O Ser humano é, ao mesmo tempo, realização e carência, alegria e frustração, conquista e fracasso, avanço e recuo, transformação e conservação. Convivemos com essas duas forças interiores que, dialeticamente, se entrecruzam a todo instante: ora somos progressistas (no sentido de ir, avançarmos), ora somos conservadores (no sentido de permanecermos parados no tempo) dependendo da situação e dos valores que estiverem em jogo. O fato concreto é que somos dotados de inteligência e temos a capacidade de discernir e escolher entre as diversas e diferentes alternativas existentes. Certo é que a inteligência acrescida da vontade é que nos permitem avançar e progredir!
Quando refletimos sobre o significado da nossa existência, percebemos que somos diferentes dos demais seres vivos; aliás, reflexão é projetar, sair de si, é vislumbrar o futuro a partir do reconhecimento do passado e da consciência do presente. É nesse sentido que sempre nesta época do ano fazemos nossas “retrospectivas” sobre o ano que se finda e criamos nossas “expectativas” diante do ano novo que nasce. Criar expectativas é assumir nossa vocação ao futuro; é buscar o dinamismo da esperança; não uma esperança passiva e conformista que confia demais em promessas e que aguarda soluções mágicas, mas uma esperança ativa e inconformada que se antecipa as coisas, madruga na luta para transformar a utopia em realidade concreta.
A esperança (ativa), a utopia, os projetos e os objetivos são uma espécie de combustível que alimenta e revigora as ações humanas no sentido de superarem seus problemas e limites do cotidiano. Quando aparece que tudo acabou, que a vida não tem mais sentido, eis que começamos novamente a traçar planos, alçar vôos e prosseguir na caminhada da vida.
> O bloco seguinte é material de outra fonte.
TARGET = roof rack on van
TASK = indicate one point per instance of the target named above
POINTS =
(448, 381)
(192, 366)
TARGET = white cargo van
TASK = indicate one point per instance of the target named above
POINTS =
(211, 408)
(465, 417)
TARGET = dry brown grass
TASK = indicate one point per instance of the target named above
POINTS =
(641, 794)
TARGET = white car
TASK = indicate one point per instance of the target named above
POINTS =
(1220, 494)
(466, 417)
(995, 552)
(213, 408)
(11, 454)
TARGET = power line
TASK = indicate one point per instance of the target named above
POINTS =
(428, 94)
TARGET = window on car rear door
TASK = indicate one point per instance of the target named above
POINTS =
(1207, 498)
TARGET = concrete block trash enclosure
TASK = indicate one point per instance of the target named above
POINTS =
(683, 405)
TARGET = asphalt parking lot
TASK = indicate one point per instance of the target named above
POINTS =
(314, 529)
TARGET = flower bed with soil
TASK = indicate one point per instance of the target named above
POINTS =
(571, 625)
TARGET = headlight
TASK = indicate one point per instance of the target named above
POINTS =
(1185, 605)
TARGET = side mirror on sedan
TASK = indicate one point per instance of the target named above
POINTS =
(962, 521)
A esperança de vida, de realização, de felicidade é fonte de inspiração, terreno, adubo, água e semente que, na figura do agricultor, carregam uma potencialidade inesgotável de ânimo e de crença no valor e na importância de ter sempre projetos. Esses podem ser individuais, coletivos, afetivos, profissionais, religiosos, políticos, etc.
Etimologicamente, a palavra esperança significa fé non futuro, na história, na força da ação coletiva; a utopia é algo que ainda não é, mas pode vir a ser, está fora de lugar, ainda não tem lugar, mas pode encontrá-lo. Assim também é o futuro: ainda não é, mas pode vir a ser, pode tornar-se algo diferente, pode transformar-se, desde que forças vivas, positivas e atuantes convirjam numa dimensão integradora. É preciso então arregaçar as mangas, ter vontade e iniciativa, agir na direção pensada e planejada, ter coragem para viver o novo.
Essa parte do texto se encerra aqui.